La loi sur la justice pénale des mineurs a finalement été publiée le 24 juin 2025 après un parcours législatif chaotique et contesté (P. Januel, Le texte sur la justice des mineurs termine son périple, Dalloz actualité, 14 mai 2025). Portée par Gabriel Attal et souhaitant insuffler un tournant répressif assumé, la proposition de loi initiale avait été vivement contestée par les professionnels du droit et avait cristallisé les oppositions politiques.

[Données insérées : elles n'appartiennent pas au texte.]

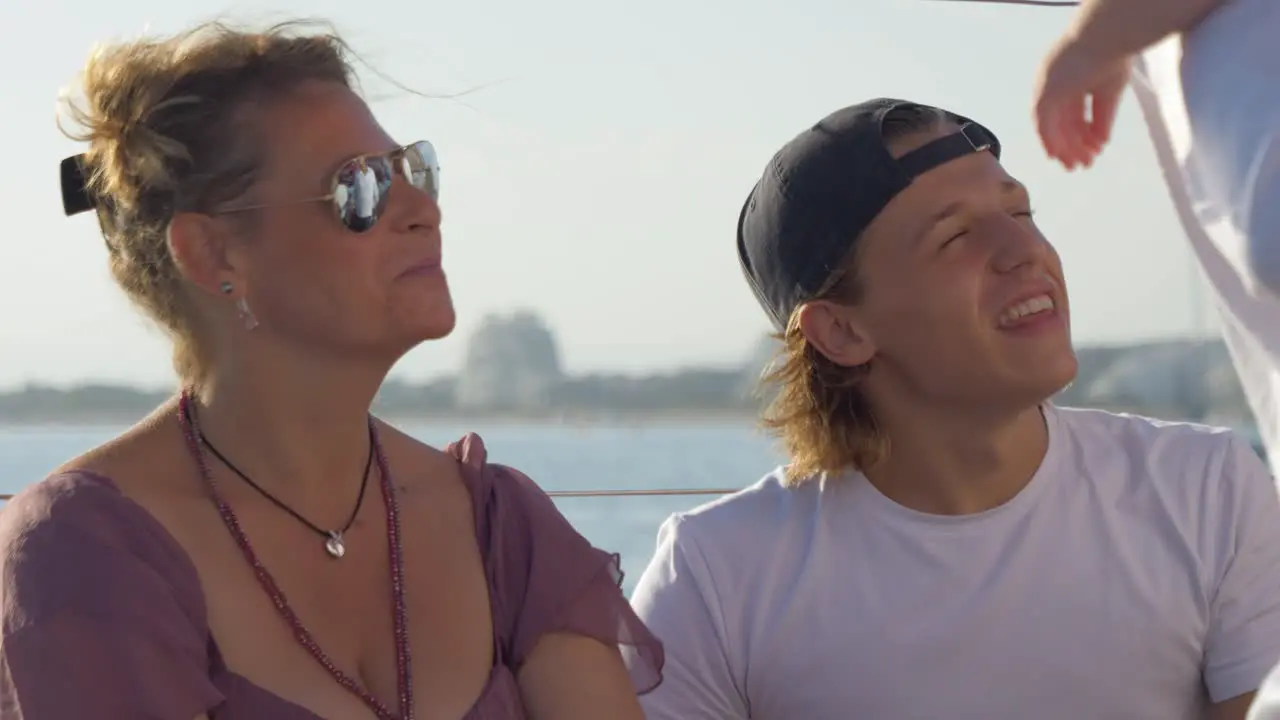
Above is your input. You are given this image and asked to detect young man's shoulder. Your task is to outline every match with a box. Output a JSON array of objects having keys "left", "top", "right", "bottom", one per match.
[{"left": 1050, "top": 407, "right": 1252, "bottom": 475}]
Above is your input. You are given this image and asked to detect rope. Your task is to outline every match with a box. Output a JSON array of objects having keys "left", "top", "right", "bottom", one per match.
[
  {"left": 0, "top": 488, "right": 741, "bottom": 501},
  {"left": 932, "top": 0, "right": 1080, "bottom": 8}
]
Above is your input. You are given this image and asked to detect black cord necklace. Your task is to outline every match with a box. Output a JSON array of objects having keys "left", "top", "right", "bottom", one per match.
[{"left": 187, "top": 404, "right": 376, "bottom": 559}]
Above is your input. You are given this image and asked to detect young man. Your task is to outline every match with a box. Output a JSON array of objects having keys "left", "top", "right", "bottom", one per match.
[{"left": 632, "top": 99, "right": 1280, "bottom": 720}]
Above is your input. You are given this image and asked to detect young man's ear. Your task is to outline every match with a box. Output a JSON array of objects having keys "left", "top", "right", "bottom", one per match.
[{"left": 797, "top": 300, "right": 876, "bottom": 368}]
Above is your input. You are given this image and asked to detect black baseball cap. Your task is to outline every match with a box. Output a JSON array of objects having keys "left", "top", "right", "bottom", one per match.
[{"left": 737, "top": 97, "right": 1000, "bottom": 331}]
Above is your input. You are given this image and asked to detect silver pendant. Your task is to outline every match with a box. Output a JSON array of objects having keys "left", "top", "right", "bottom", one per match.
[{"left": 324, "top": 530, "right": 347, "bottom": 557}]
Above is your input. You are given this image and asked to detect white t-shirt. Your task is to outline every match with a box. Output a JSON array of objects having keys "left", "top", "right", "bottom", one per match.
[
  {"left": 632, "top": 407, "right": 1280, "bottom": 720},
  {"left": 1132, "top": 0, "right": 1280, "bottom": 474}
]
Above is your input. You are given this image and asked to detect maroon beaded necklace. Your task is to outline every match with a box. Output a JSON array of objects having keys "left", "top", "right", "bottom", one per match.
[{"left": 178, "top": 391, "right": 413, "bottom": 720}]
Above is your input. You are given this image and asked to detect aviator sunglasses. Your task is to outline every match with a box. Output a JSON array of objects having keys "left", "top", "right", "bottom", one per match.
[{"left": 223, "top": 140, "right": 440, "bottom": 233}]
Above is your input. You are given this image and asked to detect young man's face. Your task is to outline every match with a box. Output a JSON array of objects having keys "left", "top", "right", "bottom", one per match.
[{"left": 834, "top": 126, "right": 1076, "bottom": 406}]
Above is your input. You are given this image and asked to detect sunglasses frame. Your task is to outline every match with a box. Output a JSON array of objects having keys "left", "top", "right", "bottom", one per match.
[{"left": 216, "top": 140, "right": 440, "bottom": 234}]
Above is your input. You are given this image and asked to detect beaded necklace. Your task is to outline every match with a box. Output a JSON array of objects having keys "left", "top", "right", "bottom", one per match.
[{"left": 178, "top": 391, "right": 413, "bottom": 720}]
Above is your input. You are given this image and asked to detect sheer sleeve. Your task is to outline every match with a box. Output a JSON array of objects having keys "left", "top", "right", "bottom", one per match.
[
  {"left": 460, "top": 436, "right": 663, "bottom": 693},
  {"left": 0, "top": 474, "right": 221, "bottom": 720}
]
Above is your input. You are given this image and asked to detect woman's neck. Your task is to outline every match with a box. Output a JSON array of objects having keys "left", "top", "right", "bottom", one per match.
[{"left": 192, "top": 356, "right": 381, "bottom": 500}]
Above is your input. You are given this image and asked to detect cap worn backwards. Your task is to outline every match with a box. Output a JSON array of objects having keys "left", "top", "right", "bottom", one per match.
[{"left": 737, "top": 97, "right": 1000, "bottom": 331}]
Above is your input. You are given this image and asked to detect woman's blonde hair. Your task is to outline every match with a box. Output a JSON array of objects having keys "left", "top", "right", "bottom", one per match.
[{"left": 59, "top": 22, "right": 355, "bottom": 384}]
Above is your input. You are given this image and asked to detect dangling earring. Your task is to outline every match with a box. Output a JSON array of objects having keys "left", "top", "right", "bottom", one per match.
[
  {"left": 236, "top": 297, "right": 257, "bottom": 331},
  {"left": 218, "top": 281, "right": 257, "bottom": 331}
]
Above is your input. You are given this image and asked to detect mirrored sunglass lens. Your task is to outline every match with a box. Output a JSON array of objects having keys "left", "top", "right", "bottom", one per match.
[
  {"left": 333, "top": 159, "right": 392, "bottom": 232},
  {"left": 402, "top": 141, "right": 440, "bottom": 199}
]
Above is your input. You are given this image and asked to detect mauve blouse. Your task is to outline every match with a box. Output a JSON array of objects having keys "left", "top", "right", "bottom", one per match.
[{"left": 0, "top": 434, "right": 663, "bottom": 720}]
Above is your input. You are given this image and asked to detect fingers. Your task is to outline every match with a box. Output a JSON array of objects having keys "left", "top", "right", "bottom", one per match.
[{"left": 1036, "top": 94, "right": 1105, "bottom": 170}]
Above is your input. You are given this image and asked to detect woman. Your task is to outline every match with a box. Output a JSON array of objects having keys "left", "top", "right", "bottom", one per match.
[{"left": 0, "top": 19, "right": 662, "bottom": 720}]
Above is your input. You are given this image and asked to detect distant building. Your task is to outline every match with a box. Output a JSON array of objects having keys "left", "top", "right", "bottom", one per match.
[{"left": 454, "top": 311, "right": 564, "bottom": 413}]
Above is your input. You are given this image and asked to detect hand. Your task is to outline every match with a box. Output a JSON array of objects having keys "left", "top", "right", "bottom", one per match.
[{"left": 1034, "top": 36, "right": 1130, "bottom": 170}]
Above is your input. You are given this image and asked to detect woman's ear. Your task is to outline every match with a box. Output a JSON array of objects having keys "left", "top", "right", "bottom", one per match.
[{"left": 165, "top": 213, "right": 241, "bottom": 295}]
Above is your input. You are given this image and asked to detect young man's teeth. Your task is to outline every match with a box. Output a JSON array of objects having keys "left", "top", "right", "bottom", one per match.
[{"left": 1000, "top": 295, "right": 1053, "bottom": 324}]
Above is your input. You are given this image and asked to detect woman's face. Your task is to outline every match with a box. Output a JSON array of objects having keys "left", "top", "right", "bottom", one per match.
[{"left": 236, "top": 83, "right": 454, "bottom": 363}]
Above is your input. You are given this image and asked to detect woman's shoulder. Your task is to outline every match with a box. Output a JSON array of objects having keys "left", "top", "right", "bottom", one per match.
[
  {"left": 0, "top": 407, "right": 202, "bottom": 633},
  {"left": 0, "top": 469, "right": 200, "bottom": 622}
]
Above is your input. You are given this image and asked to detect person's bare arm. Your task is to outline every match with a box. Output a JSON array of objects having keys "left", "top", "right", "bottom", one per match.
[
  {"left": 1069, "top": 0, "right": 1225, "bottom": 58},
  {"left": 518, "top": 633, "right": 644, "bottom": 720}
]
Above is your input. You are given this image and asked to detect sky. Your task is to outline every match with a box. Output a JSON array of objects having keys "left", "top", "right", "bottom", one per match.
[{"left": 0, "top": 0, "right": 1216, "bottom": 388}]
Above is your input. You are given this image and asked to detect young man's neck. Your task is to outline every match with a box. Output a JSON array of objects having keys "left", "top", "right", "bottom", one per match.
[{"left": 867, "top": 406, "right": 1048, "bottom": 515}]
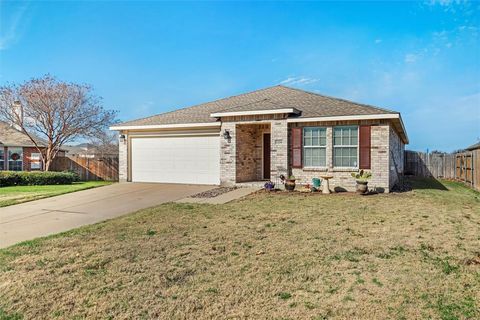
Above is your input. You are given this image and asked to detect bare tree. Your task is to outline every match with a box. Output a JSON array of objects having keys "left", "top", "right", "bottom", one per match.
[{"left": 0, "top": 75, "right": 116, "bottom": 171}]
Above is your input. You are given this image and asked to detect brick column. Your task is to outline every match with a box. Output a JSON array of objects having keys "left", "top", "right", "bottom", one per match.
[
  {"left": 118, "top": 132, "right": 128, "bottom": 182},
  {"left": 368, "top": 125, "right": 390, "bottom": 192},
  {"left": 270, "top": 119, "right": 288, "bottom": 181},
  {"left": 325, "top": 126, "right": 333, "bottom": 171},
  {"left": 220, "top": 122, "right": 237, "bottom": 185}
]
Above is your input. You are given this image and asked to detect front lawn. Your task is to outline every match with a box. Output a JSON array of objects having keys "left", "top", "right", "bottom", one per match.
[
  {"left": 0, "top": 181, "right": 480, "bottom": 319},
  {"left": 0, "top": 181, "right": 111, "bottom": 207}
]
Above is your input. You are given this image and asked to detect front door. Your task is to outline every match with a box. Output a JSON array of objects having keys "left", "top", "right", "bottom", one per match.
[{"left": 263, "top": 133, "right": 270, "bottom": 179}]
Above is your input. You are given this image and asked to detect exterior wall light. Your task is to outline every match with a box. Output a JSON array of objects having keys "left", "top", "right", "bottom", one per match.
[{"left": 223, "top": 129, "right": 232, "bottom": 141}]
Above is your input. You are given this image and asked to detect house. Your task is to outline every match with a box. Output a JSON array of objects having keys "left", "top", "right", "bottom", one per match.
[
  {"left": 63, "top": 143, "right": 99, "bottom": 158},
  {"left": 111, "top": 86, "right": 408, "bottom": 192},
  {"left": 0, "top": 121, "right": 63, "bottom": 171}
]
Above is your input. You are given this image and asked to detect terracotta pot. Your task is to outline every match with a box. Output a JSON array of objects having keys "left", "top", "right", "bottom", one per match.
[
  {"left": 357, "top": 180, "right": 368, "bottom": 193},
  {"left": 285, "top": 180, "right": 295, "bottom": 191}
]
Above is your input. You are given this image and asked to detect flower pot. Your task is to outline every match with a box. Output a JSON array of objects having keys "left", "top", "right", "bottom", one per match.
[
  {"left": 285, "top": 180, "right": 295, "bottom": 191},
  {"left": 357, "top": 180, "right": 368, "bottom": 193},
  {"left": 264, "top": 181, "right": 275, "bottom": 191}
]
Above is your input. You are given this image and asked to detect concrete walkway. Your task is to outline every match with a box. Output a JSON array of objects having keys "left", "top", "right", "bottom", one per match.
[
  {"left": 0, "top": 183, "right": 214, "bottom": 248},
  {"left": 175, "top": 188, "right": 260, "bottom": 204}
]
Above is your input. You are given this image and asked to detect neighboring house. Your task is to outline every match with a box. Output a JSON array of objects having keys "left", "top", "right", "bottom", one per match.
[
  {"left": 0, "top": 121, "right": 63, "bottom": 171},
  {"left": 111, "top": 86, "right": 408, "bottom": 192},
  {"left": 62, "top": 143, "right": 98, "bottom": 158},
  {"left": 62, "top": 143, "right": 118, "bottom": 159}
]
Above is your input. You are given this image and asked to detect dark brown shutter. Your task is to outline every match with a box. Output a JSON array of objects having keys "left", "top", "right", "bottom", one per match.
[
  {"left": 359, "top": 126, "right": 372, "bottom": 169},
  {"left": 291, "top": 128, "right": 302, "bottom": 168}
]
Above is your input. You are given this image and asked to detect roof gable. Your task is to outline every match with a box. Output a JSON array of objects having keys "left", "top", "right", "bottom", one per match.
[{"left": 113, "top": 85, "right": 398, "bottom": 126}]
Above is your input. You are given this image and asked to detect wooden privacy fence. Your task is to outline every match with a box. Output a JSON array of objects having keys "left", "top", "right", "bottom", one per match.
[
  {"left": 52, "top": 155, "right": 118, "bottom": 181},
  {"left": 404, "top": 150, "right": 480, "bottom": 190}
]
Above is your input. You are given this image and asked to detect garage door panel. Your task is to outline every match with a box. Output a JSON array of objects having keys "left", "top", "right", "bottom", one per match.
[{"left": 131, "top": 136, "right": 220, "bottom": 184}]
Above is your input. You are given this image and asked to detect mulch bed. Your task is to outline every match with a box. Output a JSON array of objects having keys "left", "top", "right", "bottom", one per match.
[{"left": 190, "top": 187, "right": 237, "bottom": 198}]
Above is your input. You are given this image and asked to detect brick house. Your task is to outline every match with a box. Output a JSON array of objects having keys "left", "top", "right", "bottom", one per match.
[
  {"left": 111, "top": 86, "right": 408, "bottom": 192},
  {"left": 0, "top": 121, "right": 63, "bottom": 171}
]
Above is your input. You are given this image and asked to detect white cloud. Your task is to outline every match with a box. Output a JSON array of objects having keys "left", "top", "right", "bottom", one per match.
[
  {"left": 280, "top": 76, "right": 319, "bottom": 85},
  {"left": 405, "top": 53, "right": 419, "bottom": 63},
  {"left": 0, "top": 4, "right": 27, "bottom": 50}
]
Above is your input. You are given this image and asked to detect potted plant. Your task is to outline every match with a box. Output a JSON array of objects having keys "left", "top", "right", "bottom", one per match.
[
  {"left": 352, "top": 170, "right": 372, "bottom": 194},
  {"left": 285, "top": 176, "right": 296, "bottom": 191},
  {"left": 264, "top": 181, "right": 275, "bottom": 191}
]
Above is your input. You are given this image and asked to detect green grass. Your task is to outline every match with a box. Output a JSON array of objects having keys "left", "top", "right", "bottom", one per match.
[
  {"left": 0, "top": 179, "right": 480, "bottom": 320},
  {"left": 0, "top": 181, "right": 111, "bottom": 207}
]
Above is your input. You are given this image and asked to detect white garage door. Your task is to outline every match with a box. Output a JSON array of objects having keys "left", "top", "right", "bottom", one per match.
[{"left": 131, "top": 135, "right": 220, "bottom": 184}]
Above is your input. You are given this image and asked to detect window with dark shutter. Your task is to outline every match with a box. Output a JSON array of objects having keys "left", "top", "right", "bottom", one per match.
[
  {"left": 359, "top": 126, "right": 372, "bottom": 169},
  {"left": 291, "top": 128, "right": 302, "bottom": 168}
]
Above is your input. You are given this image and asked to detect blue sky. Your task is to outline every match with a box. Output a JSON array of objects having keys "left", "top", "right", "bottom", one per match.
[{"left": 0, "top": 0, "right": 480, "bottom": 151}]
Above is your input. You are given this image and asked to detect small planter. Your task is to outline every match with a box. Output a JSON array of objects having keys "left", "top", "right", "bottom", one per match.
[
  {"left": 264, "top": 181, "right": 275, "bottom": 191},
  {"left": 285, "top": 179, "right": 295, "bottom": 191},
  {"left": 357, "top": 180, "right": 368, "bottom": 194}
]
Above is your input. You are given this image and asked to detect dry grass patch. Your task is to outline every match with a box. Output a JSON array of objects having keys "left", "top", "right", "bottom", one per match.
[{"left": 0, "top": 181, "right": 480, "bottom": 319}]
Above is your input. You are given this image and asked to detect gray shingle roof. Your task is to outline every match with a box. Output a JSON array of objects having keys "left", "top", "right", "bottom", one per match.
[
  {"left": 115, "top": 85, "right": 398, "bottom": 126},
  {"left": 0, "top": 121, "right": 44, "bottom": 147}
]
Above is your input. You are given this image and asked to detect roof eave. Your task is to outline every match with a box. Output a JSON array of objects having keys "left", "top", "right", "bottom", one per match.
[
  {"left": 287, "top": 113, "right": 409, "bottom": 144},
  {"left": 210, "top": 108, "right": 300, "bottom": 118},
  {"left": 109, "top": 122, "right": 222, "bottom": 131}
]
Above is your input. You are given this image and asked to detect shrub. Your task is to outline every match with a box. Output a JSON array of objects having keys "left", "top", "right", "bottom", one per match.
[{"left": 0, "top": 171, "right": 78, "bottom": 187}]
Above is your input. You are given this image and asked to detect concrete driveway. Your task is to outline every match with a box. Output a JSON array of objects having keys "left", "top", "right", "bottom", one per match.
[{"left": 0, "top": 183, "right": 214, "bottom": 248}]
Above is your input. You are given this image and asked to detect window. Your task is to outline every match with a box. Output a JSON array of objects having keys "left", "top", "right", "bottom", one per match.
[
  {"left": 303, "top": 127, "right": 327, "bottom": 167},
  {"left": 0, "top": 146, "right": 5, "bottom": 170},
  {"left": 8, "top": 148, "right": 23, "bottom": 171},
  {"left": 333, "top": 126, "right": 358, "bottom": 168},
  {"left": 30, "top": 153, "right": 42, "bottom": 170}
]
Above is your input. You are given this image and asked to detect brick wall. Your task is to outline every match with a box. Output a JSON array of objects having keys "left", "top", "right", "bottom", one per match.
[
  {"left": 118, "top": 133, "right": 128, "bottom": 182},
  {"left": 291, "top": 121, "right": 391, "bottom": 192},
  {"left": 236, "top": 124, "right": 270, "bottom": 182},
  {"left": 389, "top": 127, "right": 405, "bottom": 189},
  {"left": 270, "top": 119, "right": 289, "bottom": 181},
  {"left": 220, "top": 122, "right": 237, "bottom": 185},
  {"left": 220, "top": 119, "right": 288, "bottom": 185}
]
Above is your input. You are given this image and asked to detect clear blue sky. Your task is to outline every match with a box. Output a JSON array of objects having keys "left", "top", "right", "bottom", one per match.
[{"left": 0, "top": 0, "right": 480, "bottom": 151}]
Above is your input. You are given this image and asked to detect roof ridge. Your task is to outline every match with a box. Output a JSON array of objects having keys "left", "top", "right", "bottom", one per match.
[
  {"left": 118, "top": 85, "right": 281, "bottom": 124},
  {"left": 278, "top": 84, "right": 400, "bottom": 114}
]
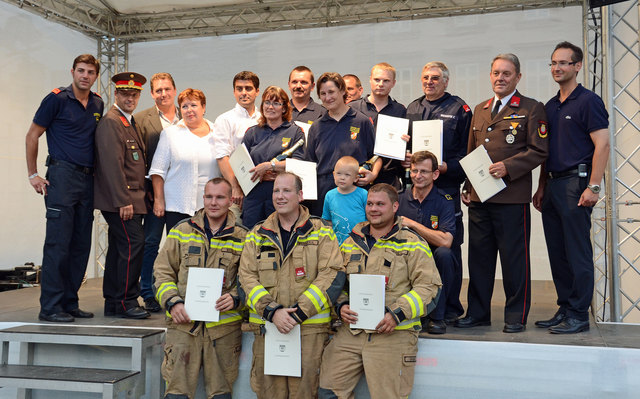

À l’Assemblée comme au Sénat, les articles phares avaient ainsi été supprimés en commission puis rétablis en séance. À la suite de la réunion d’une commission mixte paritaire ayant vocation à faciliter le compromis, l’essentiel du texte initial avait finalement été sauvegardé et le texte définitif avait été adopté le 19 mai 2025.
Pour autant, le bras de fer s’est poursuivi et le Conseil constitutionnel a été saisi, sur le fondement du second alinéa de l’article 61 de la Constitution, par des députés et sénateurs de gauche. C’est dans ces conditions que les Sages de la rue de Montpensier ont finalement rendu, le 19 juin 2025, leur décision et censuré les dispositions les plus décriées de la loi qui leur était soumise (Cons. const. 19 juin 2025, n° 2025-886 DC).
C’est donc une loi amputée de ses mesures les plus symboliques qui demeure et dont seules subsistent les dispositions visant à responsabiliser les représentants légaux des mineurs délinquants, ainsi que quelques mesures ayant vocation à renforcer l’arsenal répressif déjà existant.
Une censure des mesures les plus répressives
Alors que les panégyristes de la loi Attal brandissaient la nécessité d’une réforme répressive de la justice des mineurs qu’ils jugeaient trop laxistes, le Conseil constitutionnel a finalement censuré ses mesures les plus polémiques. Dans une décision attendue, les Sages ont d’abord rappelé les termes du principe fondamental reconnu par les lois de la République d’adaptation de la réponse pénale à la situation particulière des mineurs (Cons. const. 29 août 2002, n° 2002-461 DC, Ayrault, D. 2003. 1127
, obs. L. Domingo et S. Nicot
; AJDI 2002. 708
; RSC 2003. 606, obs. V. Bück
; ibid. 612, obs. V. Bück
). Il découle de ce principe que les mesures prises à l’encontre des enfants délinquants doivent, d’une part, rechercher en priorité leur relèvement éducatif et moral, d’autre part, être adaptées à leur âge et à leur personnalité et, enfin, être prononcées par une juridiction spécialisée ou selon des procédures adaptées (Cons. const. 19 juin 2025, n° 2025-886 DC, préc., communiqué de presse). C’est à la lumière de ce principe fondamental reconnu par les lois de la République que six des huit articles, dont la constitutionnalité était (tout ou en partie) contestée, ont été censurés.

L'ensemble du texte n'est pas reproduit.